L’audience – dont les journalistes étrangers et les diplomates étrangers étaient exclus, contrairement aux deux précédentes – a été particulièrement houleuse et s’est tenue sous haute surveillance policière. Des contacts suspects avec certaines ambassades étaient reprochés à plusieurs accusés. Pour l’avocate Haifa Chebbi, fille de l’homme politique Ahmed Nejib Chebbi, l’un des accusés laissés en liberté, « c’est un verdict préparé (…), sans surprise ». « Je suis triste pour la justice en Tunisie et l’état des libertés », a-t-elle déclaré samedi, sans pouvoir donner d’information sur la peine infligée à son père.

Parmi les autres grands noms du procès figurent le chef du parti Al-Joumhouri, Issam Chebbi (frère d’Ahmed Chebbi), le cofondateur du Front de salut national (principale coalition d’opposition), Jaouhar Ben Mbarek, et un ancien dirigeant du parti islamiste Ennahda, Abdelhamid Jelassi.
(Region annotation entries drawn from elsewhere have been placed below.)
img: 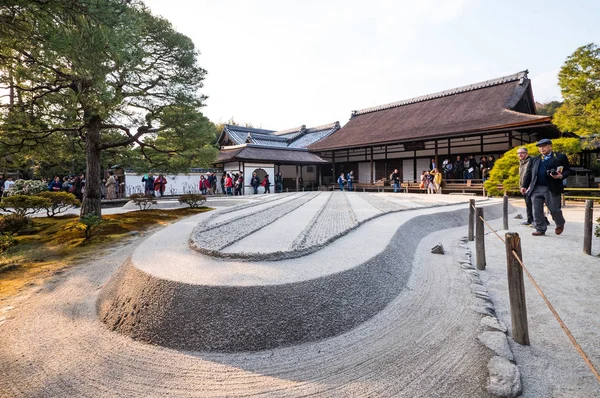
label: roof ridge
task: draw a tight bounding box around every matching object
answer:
[351,69,529,117]
[273,124,306,135]
[306,121,340,133]
[225,124,275,134]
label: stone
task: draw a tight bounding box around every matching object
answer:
[470,303,496,316]
[477,332,515,362]
[431,243,444,254]
[479,316,508,333]
[487,356,522,398]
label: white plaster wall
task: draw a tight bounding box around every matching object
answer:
[354,162,375,184]
[125,173,213,196]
Etaient aussi jugés les militants Khayam Turki et Chaïma Issa, l’homme d’affaires Kamel Eltaïef et l’intellectuel français Bernard Henri-Lévy.
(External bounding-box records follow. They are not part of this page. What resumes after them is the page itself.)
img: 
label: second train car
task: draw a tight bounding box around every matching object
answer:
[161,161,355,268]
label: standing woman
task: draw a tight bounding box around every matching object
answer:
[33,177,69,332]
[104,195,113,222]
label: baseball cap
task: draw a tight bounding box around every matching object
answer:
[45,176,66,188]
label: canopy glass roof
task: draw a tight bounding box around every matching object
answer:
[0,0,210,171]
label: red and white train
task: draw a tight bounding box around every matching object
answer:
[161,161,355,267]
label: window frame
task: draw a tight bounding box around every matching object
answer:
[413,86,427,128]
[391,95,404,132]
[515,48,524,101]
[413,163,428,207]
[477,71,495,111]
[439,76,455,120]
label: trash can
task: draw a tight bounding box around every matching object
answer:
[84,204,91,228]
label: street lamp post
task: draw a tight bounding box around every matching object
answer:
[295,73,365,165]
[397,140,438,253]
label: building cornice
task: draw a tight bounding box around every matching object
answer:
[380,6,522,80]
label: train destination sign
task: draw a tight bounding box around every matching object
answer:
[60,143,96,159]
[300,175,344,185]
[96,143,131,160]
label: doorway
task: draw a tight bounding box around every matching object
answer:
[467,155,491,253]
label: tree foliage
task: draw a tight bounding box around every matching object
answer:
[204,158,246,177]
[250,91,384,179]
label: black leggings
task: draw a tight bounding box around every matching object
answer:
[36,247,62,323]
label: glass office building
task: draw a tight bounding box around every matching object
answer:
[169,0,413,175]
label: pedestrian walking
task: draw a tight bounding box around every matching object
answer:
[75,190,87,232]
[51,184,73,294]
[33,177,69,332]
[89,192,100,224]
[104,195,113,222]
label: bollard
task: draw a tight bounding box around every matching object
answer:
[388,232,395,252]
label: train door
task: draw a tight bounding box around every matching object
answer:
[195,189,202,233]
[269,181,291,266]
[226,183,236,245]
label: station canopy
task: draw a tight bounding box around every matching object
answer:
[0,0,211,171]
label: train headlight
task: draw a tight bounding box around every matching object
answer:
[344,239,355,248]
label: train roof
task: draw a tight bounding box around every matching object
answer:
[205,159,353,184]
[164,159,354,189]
L’un des condamnés partis à l’étranger, Kamel Jendoubi, a dénoncé un « assassinat judiciaire ». « Ce n’est pas une décision de justice, c’est un ordre politique exécuté par des juges aux ordres, des procureurs complices et une ministre de la justice, bras armé d’un autocrate paranoïaque », a fustigé ce militant des droits humains et ancien ministre. Depuis un coup de force de M. Saïed à l’été 2021, par lequel il s’est octroyé les pleins pouvoirs, défenseurs des droits et opposants dénoncent une régression des libertés en Tunisie, pays qui avait lancé le « printemps arabe » en 2011.
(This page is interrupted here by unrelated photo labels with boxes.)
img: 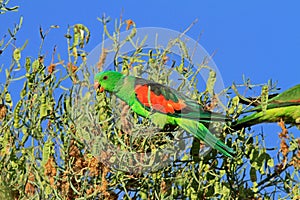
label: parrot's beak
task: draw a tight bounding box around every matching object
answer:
[94,81,104,92]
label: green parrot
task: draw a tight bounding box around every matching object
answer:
[94,71,234,157]
[231,84,300,129]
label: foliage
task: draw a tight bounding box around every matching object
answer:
[0,12,300,199]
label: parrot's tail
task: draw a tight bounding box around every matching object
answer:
[177,118,235,158]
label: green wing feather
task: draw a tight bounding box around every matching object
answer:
[231,84,300,129]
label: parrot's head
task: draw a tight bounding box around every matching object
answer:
[94,71,123,92]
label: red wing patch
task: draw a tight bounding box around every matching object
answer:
[135,85,186,114]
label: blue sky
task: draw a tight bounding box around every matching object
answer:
[0,0,300,89]
[0,0,300,194]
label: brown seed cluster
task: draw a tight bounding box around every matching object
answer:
[0,104,7,120]
[25,172,35,196]
[44,156,57,188]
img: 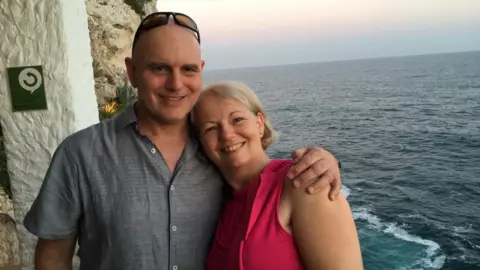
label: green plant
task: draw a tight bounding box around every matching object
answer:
[99,82,137,120]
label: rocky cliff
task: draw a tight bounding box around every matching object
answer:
[86,0,157,105]
[0,0,157,268]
« Dossier vide » et « contexte répressif »

Pour l’analyste Hatem Nafti, « un acquittement aurait nié le narratif conspirationniste sur lequel repose le régime depuis 2021 ». Sur X, il a affirmé que ce récit « rest[ait] accepté par une partie importante de la population » en raison, selon lui, de la « mise au pas de la plupart des médias » et de l’emprisonnement de nombreux journalistes. Des dizaines de responsables politiques, avocats, militants des droits, notamment des migrants, et chroniqueurs connus ont été arrêtés depuis le printemps 2023, en vertu d’un décret réprimant la diffusion de fausses informations, contesté comme prêtant à une interprétation trop large.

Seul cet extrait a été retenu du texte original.